Asian Indices:
- Australia's ASX 200 index fell by -57.5 points (-0.79%) and currently trades at 7,256.80
- Japan's Nikkei 225 index has risen by 136.35 points (0.41%) and currently trades at 33,173.11
- Hong Kong's Hang Seng index has fallen by -141.12 points (-0.76%) and currently trades at 18,315.79
- China's A50 Index has fallen by -63.4 points (-0.49%) and currently trades at 12,767.22
UK and Europe:
- UK's FTSE 100 futures are currently down -30.5 points (-0.41%), the cash market is currently estimated to open at 7,407.43
- Euro STOXX 50 futures are currently down -16 points (-0.37%), the cash market is currently estimated to open at 4,253.16
- Germany's DAX futures are currently down -32 points (-0.2%), the cash market is currently estimated to open at 15,739.71
US Futures:
- DJI futures are currently down -12 points (-0.03%)
- S&P 500 futures are currently down -4.5 points (-0.1%)
- Nasdaq 100 futures are currently down -29.25 points (-0.19%)
With softer PMI surveys released this week from China and Europe, I expect the US service PMIs to be closely scrutinized later today. S&P Global will release the final report for August at 14:45, and a key question is whether the initial print of 50.4 will cross below the 50 threshold to denote industry contraction and spark fears of a recession. The ISM services PMI is also released shortly after, and we'll find out if the ISM suffers the same slump as the S&P Global report did earlier this month. A higher reading for prices paid could also put a wrench in the works and raise concerns of higher levels of inflation, further weighing on sentiment.

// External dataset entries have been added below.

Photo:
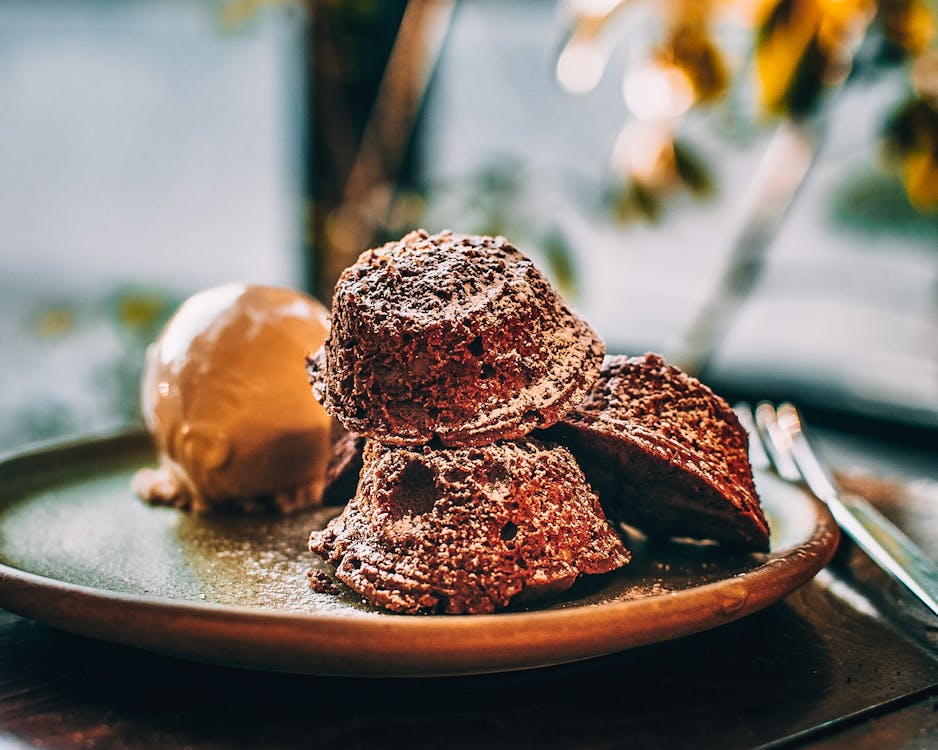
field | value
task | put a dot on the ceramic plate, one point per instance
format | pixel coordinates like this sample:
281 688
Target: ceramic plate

If PMIs continue to deteriorate, it further builds the case for the Fed to hold rates and brings forward bets of a potential cut. Yet ironically, that could further support the US dollar due to safe-haven flows, and send yields higher as investors want a higher premium in the face of a feared recession.
Regardless, a Fed hold seems likely this month, with Fed Fund Futures implying it with a 93% probability, and we're slowly seeing odds of a future hike also diminish.
This is the last week that Fed members can publicly speak about policy before the media blackout period begins on Saturday, so expect Fed members to take full advantage as they try to sway market expectations their way. Fed member Susan Collins speaks at 13:30 BST and Logan at 20:00.
The Bank of Canada (BOC) are expected to hold rates at today’s meeting, given GDP unexpectedly contracted in Q2. Still, implied volatility has spiked higher for USD/CAD.
Events in focus (GMT+1):
- 07:00 – German factory orders
- 08:30 – German construction PMI
- 09:30 – UK construction PMI
- 10:00 – European retail sales
- 13:30 – Fed Collins speaks
- 14:45 – US services PMI (S&P Global)
- 15:00 – ISM services PMI
- 15:00 – BOC (Bank of Canada)
- 1-day implied volatilities are all above their 20-day averages, and USD/CAD takes the lead at 202% with the BOC meeting and two key US PMI reports on tap
- Currency ranges were minute during the Asian session, which adds to the potential for larger moves over the European and US sessions
- JPY is the strongest forex major with USD/JPY down a mere -26 pips, after Masato Kanda (ice Minister of Finance for International Affairs of Japan) gave verbal warnings to speculators over a weaker yen
- AUD/USD remains little changed but above yesterday’s YTD low, after Q2 GDP beat expectations. Although growth was driven by exports and investment whilst household spending – a key level of uncertainty for the RBA – remained weak
- USD/CNH rose for a third day in in line with my bias from today’s Asian Open report, despite reports that China’s state owned banks were selling USD/CNH in the face of US dollar strength
USD/CAD technical analysis (1-hour chart):
USD/CAD remains in a strong uptrend, with a large bullish engulfing day forming after its retracement hit my initial 1.35 downside target. Prices have now risen back into the May and April highs ahead of key US data, Fed members speaking and a BOC interest rate decision.
I must say that I am seeing a lot of comments on US strength (and I myself have ben part of that probable this week). But the contrarian within me is wondering if we’re at a small inflection point for US dollar strength. Perhaps the BOC pause will not be as dovish as expected, Fed members tout a hold or the rise of bond yields (and therefore the US dollar) lose steam.
If so, USD/CAD may be better for short bets beneath the April highs. The 1-hour chart shows a lower high which formed with a 2-bear bearish reversal around the weekly R1 pivot point. If the above three factors come into play, a move back towards 1.36 / weekly VPOC’s does not seem far fetched.
Of course, if the dollar continued to surge and the BOC deliver a dovish hold, a break above the April high and rally to 1.37 or 1.372 (weekly R2) seems achievable). Either way, USD/CAD finds itself at an interest juncture.